The rock is basalt, in places with semi-regular, diagonal columnar geometry, and in others with irregular pile structure. The mixed climbing can resemble that of Hyalite. When frozen well, all the blocks can be very solid and even thin sticks in turf and moss can hold. When it's warm, the frost shattered rock can be endlessly loose.
Some sections of rock may be dry and solid enough to host rock climbing, but none yet.

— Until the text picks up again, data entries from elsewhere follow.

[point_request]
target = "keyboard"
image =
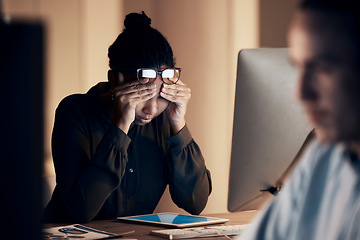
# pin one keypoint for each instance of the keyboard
(208, 231)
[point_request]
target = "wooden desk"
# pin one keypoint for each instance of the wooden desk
(142, 231)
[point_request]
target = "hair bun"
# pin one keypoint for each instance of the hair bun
(137, 20)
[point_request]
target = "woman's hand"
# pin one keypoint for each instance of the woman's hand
(179, 95)
(125, 98)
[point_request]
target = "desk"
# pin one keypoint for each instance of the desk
(142, 231)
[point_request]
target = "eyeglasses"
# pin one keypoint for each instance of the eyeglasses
(168, 76)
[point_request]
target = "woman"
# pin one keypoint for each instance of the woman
(117, 147)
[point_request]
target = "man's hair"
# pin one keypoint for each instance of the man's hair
(346, 13)
(139, 45)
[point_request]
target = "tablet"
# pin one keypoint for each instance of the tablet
(174, 219)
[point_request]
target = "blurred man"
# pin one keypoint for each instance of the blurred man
(322, 198)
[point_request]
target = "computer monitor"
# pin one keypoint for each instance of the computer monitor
(269, 127)
(22, 152)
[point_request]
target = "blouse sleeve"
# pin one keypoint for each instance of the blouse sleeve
(85, 181)
(189, 180)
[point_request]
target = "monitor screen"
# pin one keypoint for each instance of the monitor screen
(269, 126)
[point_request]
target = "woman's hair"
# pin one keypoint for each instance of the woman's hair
(139, 45)
(346, 14)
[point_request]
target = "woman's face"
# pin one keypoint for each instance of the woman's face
(146, 111)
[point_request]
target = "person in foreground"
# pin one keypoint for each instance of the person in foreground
(117, 147)
(321, 200)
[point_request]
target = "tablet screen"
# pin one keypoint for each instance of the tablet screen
(175, 220)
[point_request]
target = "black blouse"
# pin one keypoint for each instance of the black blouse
(102, 173)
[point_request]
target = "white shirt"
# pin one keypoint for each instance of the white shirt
(320, 201)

This is a popular sightseeing destination, being nearly roadside. If you’re climbing, expect to attract gawkers. Be safe and courteous. Depending on your network, you won't have cell service. Have an emergency communicator and solid self-rescue skills.
Getting There
Recently they’ve stopped plowing the road in winter. Have a snow-park pass and park near the sledding hill, and xc-ski or walk ~10 min down the road to the summer parking. There is an observation deck as well as a trail to the lower observation point. The Diamond Falls loop trail can also lead you near the right side of the falls for top access.
Special Considerations
In progress.
As soon as you're under the falls this becomes a very loud, very wet, very dangerous place. Special logistics and tactics are used here, and this shouldn't be approached as a normal cragging experience, despite the accessibility of the falls.
-Communication: Use walkie talkies to communicate with your partner. There is no cell service, have a satellite communicator for emergencies.

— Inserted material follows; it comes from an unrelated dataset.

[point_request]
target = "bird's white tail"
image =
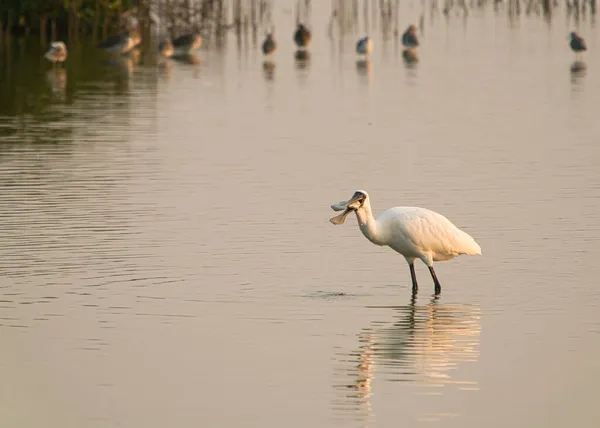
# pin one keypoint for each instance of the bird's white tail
(470, 247)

-Self Rescue: have the skills to safely get yourself out of bad situations. Bailing may be unfeasible from certain points, because rappelling could take you into the spray cone. Fixing lines from above to inspect and clean routes is normal.
-Overhead Hazard: Bolted belays have been placed with great care to minimize overhead hazard, but some routes have sections that are threatened. Obviously, this is ice forming next to running water, and the climate doesn't always support good ice formation. Use your best judgement and have the patience to learn how conditions coorelate with forecasts. The ice falls down every year, sometimes more than once: don't be here when there is any chance.
-Spray: bring effective shells and enough layers to stay dry, this is a pretty extreme environment, especially if you're stuck at a belay.
-Toproping: if there is any chance of a party leading that day, please don't toprope.